Lunched at Downing Street with . . . Great discussion about Pamela Lytton. I - in my opinion platitudinously, but in Elizabeth’s paradoxically - supported her claims to superlative charm, saying I should have married her if a man, etc. Elizabeth and the unnatural men there demurred. Jack Tennant admitted she had made his heart beat quicker, but didn’t endorse my good opinion of her intelligence. I said, ‘But, surely, you don’t want a woman to be good at political economy?’ - rather a floater, as that is exactly his wife’s forte! The PM, coming in late, warmly supported me, saying Pamela had had the greatest erotic success of her day and was the most accomplished ‘plate-spinner’. It is bad tactics on Elizabeth’s part to belittle in women just those assets she is without, scoffing at Pamela, Ruby, and other beautiful sirens. . .’
30 July 1916
‘Glittering, scorching day and the town teeming like an anthill. No signs of war, save for the poor, legless men whom Michael tried to encourage by saying, ‘Poor wounded soldiers - soon be better.’ There is no doubt that Brighton has a charm of its own, almost amounting to glamour. I am beginning to be quite patriotic about this end of the town - Kemp Town as it is called - in opposition to the parvenu Hove, which has less character and is to this rather what the Lido is to Venice.
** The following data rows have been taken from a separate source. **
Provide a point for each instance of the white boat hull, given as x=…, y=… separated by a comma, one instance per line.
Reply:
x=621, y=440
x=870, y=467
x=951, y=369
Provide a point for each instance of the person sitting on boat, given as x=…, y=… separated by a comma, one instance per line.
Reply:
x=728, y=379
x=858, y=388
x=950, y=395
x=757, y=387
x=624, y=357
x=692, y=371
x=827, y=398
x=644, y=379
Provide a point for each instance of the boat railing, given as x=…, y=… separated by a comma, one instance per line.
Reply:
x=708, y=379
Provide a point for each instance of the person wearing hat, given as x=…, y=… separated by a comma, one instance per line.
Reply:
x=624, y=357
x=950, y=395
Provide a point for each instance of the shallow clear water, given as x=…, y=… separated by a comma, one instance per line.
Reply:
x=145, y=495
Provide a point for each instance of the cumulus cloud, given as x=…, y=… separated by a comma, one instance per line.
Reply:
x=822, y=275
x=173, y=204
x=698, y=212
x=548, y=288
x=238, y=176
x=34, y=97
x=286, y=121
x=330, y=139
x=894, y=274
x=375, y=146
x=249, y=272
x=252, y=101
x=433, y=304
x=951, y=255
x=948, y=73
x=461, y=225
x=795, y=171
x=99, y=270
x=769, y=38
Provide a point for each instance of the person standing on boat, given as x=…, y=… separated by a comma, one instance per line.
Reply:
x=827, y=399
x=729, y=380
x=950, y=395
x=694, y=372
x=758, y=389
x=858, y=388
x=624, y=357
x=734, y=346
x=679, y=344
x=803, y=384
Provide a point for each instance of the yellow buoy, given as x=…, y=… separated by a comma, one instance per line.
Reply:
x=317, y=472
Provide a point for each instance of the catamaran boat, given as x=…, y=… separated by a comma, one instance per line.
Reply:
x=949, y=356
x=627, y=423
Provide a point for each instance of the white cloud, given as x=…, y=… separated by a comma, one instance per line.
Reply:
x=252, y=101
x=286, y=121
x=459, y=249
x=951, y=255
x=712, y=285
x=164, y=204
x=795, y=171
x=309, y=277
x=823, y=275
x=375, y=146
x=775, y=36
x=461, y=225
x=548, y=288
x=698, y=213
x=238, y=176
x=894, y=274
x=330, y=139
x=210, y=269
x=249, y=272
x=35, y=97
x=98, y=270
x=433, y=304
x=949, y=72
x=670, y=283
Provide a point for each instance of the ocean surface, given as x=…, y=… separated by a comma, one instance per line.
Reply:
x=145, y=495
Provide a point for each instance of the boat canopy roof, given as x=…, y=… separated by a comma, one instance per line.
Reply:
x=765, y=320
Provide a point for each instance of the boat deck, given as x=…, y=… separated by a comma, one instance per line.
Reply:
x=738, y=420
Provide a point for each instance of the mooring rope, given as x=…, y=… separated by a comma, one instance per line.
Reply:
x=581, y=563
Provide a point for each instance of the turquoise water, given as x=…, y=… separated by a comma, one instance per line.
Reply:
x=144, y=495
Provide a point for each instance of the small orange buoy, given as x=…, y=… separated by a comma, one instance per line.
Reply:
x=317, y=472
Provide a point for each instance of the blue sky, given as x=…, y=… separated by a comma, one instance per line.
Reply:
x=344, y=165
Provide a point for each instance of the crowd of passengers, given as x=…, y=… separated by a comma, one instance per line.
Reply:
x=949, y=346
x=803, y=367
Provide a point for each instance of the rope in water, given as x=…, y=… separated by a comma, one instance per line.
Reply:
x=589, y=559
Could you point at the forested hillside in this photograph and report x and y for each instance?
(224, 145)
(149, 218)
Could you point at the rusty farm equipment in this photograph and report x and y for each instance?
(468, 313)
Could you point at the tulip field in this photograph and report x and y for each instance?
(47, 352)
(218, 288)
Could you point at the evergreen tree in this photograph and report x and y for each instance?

We joined the children on the beach - painfully hot and glaring. We took them in a boat to try and get cooler. Beb and I bathed from the rather squalid bathing machines - perfect in the water, except for the quantity of foreign bodies. . .’
19 September 1916
‘Heartbreaking day. Came downstairs in high spirits, opened newspaper and saw in large print: ‘Lieutenant Asquith Killed in Action’. Darling, brilliant, magically charming Raymond [her brother-in-law] - how much delight and laughter goes with him! It seems to take away one’s last remains of courage. One might have known that nothing so brilliant and precious could escape, but after each blow one’s hopes revive, and one reinvests one’s love and interest. Now I feel I have really relinquished all hope and expect no one to survive.’